Better experience in portrait mode.
Iklan - Geser ke atas untuk melanjutkan

Panama Papers ungkap London sebagai pusat pencucian uang dunia

Panama Papers ungkap London sebagai pusat pencucian uang dunia Parlemen Inggris (c) Istimewa

Merdeka.com - Selain mengungkap nama-nama pemimpin dunia yang diduga kuat mencuci uang, Panama Papers sekaligus mengirim pukulan pada otoritas keuangan Inggris. Bocoran dokumen itu menampilkan pentingnya peran bankir-bankir di Ibu Kota London terhadap aktivitas keuangan bawah tanah dunia.

Channel News Asia melaporkan, Kamis (7/4), dokumen dari Firma Hukum Mossack Fonseca itu menunjukkan perusahaan bodong di negara bebas pajak menyalurkan uang mereka ke sektor properti London. Hal ini disampaikan pada pengamat kejahatan perpajakan global, Nicholas Shaxson.

Sekalipun pemerintah Inggris terhitung transparan dalam mengelola pasar keuangan, namun banyak lembaga di pusat Negeri Ratu Elizabeth yang membantu pengusaha gelap dari surga pajak mencuci uang.

"Banyak sekali uang hasil pengemplangan pajak terhubung dengan firma hukum di London, perusahaan akuntan, ataupun bank-bank di Ibu Kota Inggris," urai Shaxson.

Karenanya, Shaxson menuding otoritas Inggris sebetulnya tutup mata pada praktik lancung skala global itu. Kalau Inggris serius, sejak lama pencucian uang di London bisa diberantas.

Pendapat serupa disampaikan Richard Murphy, guru besar pencucian uang dari City University London. Sebab, beberapa wilayah bebas pajak, misalnya Bermuda atau British Virginia, jelas-jelas berada di bawah pengawasan pemerintah Inggris.

"London adalah pusat seluruh praktik pengemplangan pajak itu dikendalikan," tandasnya.

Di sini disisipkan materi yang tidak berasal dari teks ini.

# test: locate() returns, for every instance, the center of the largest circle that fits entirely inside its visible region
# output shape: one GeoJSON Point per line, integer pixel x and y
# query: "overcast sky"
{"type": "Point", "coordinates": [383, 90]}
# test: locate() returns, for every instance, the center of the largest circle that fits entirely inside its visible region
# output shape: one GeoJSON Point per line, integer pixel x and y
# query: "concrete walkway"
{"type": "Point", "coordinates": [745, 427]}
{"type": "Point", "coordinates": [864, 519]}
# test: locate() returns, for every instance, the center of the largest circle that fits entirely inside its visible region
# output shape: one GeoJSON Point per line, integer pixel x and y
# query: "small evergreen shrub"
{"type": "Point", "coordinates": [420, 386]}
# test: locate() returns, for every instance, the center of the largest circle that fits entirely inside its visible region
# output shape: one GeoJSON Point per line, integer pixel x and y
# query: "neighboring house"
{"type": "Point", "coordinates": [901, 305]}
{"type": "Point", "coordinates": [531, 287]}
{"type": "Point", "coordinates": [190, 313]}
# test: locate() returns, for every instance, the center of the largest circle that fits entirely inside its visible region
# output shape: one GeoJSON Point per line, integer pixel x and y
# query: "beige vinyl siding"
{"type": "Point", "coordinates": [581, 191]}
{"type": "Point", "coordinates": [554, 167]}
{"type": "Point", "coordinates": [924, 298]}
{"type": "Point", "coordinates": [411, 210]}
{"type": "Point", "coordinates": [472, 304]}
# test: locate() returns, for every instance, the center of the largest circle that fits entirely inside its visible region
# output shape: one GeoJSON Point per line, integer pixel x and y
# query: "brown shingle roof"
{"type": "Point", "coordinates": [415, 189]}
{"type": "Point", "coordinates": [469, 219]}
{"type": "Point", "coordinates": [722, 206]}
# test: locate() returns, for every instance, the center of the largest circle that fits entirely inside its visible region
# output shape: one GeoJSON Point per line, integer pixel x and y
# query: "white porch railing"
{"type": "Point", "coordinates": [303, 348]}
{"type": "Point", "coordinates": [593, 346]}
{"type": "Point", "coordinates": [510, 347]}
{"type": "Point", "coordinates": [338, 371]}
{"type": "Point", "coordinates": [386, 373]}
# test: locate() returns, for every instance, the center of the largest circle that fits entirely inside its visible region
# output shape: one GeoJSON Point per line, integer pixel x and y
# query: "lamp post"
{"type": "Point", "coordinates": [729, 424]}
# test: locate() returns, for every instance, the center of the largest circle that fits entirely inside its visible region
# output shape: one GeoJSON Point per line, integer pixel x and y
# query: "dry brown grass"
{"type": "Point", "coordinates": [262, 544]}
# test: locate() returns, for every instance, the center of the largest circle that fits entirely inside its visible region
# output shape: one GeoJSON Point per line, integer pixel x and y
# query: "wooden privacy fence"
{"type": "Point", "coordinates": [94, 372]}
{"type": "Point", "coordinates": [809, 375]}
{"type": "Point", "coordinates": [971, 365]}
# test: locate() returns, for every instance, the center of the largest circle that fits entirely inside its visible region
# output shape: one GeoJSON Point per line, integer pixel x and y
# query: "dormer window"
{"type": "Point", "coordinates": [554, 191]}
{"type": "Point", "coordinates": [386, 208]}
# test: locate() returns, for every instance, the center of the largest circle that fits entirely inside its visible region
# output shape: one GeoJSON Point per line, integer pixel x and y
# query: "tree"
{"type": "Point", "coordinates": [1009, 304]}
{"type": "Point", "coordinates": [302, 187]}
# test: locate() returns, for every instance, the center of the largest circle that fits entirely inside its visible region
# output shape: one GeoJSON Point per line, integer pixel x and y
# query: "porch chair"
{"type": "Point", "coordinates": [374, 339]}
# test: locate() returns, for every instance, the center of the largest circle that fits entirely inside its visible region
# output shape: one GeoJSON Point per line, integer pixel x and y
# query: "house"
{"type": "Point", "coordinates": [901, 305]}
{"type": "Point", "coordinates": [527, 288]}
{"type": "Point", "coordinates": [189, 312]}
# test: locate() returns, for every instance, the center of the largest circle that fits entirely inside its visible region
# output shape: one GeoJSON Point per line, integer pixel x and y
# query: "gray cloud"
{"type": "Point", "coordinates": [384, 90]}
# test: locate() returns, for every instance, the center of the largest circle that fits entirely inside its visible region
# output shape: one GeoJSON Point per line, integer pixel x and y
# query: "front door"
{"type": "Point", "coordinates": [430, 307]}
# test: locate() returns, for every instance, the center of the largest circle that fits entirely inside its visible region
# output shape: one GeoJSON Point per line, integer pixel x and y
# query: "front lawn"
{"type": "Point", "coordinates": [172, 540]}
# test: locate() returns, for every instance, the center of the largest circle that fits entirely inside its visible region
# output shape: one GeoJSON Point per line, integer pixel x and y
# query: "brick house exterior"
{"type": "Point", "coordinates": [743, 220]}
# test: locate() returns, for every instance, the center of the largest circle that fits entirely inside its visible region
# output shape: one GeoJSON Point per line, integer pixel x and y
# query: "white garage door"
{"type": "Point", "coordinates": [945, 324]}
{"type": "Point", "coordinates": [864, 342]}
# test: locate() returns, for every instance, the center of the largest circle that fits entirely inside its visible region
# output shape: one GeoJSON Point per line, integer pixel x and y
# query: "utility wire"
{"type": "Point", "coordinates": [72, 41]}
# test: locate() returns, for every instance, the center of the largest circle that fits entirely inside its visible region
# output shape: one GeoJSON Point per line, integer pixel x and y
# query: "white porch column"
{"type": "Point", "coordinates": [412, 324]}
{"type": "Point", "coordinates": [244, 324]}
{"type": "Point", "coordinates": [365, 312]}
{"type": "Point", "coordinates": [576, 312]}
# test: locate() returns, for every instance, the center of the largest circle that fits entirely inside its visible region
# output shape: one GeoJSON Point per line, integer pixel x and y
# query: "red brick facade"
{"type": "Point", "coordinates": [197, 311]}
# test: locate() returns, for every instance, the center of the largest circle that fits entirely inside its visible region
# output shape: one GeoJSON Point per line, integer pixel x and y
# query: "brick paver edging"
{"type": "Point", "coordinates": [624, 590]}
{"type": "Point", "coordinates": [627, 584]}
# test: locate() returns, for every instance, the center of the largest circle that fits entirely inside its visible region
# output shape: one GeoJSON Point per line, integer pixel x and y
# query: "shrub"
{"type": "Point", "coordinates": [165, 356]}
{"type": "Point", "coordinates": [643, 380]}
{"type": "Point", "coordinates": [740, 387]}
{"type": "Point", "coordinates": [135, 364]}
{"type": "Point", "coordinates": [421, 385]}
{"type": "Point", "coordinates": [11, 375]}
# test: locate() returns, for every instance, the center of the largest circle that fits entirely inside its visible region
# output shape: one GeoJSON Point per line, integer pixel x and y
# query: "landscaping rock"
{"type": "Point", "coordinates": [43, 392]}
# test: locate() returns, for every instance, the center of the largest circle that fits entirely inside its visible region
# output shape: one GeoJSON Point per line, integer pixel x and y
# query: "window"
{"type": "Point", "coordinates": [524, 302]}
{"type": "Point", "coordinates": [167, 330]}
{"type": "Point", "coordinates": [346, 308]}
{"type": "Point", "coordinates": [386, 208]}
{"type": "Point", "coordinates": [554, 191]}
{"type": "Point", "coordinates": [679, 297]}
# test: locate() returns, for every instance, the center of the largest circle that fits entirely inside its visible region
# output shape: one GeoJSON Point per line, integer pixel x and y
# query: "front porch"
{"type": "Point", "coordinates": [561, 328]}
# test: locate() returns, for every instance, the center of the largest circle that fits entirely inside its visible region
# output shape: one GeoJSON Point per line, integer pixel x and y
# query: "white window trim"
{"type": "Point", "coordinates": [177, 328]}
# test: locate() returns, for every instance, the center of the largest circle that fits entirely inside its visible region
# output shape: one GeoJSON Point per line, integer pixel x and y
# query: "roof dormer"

Dokumen Mossack Fonseca, firma asal Panama yang punya banyak klien dari dunia hitam, menunjukkan Inggris adalah negara dengan jumlah perantara klien nakal terbesar. Total ada 32.682 perusahaan perantara yang memberi fasilitas mencuci uang atau mengemplang pajak dari Inggris.

Data lain yang menghebohkan adalah fakta bahwa perusahaan berlokasi di surga pajak yang menjadi klien Mossack Fonseca, menanamkan investasi senilai 170 miliar Pound Sterling untuk membeli gedung serta perumahan elit di London.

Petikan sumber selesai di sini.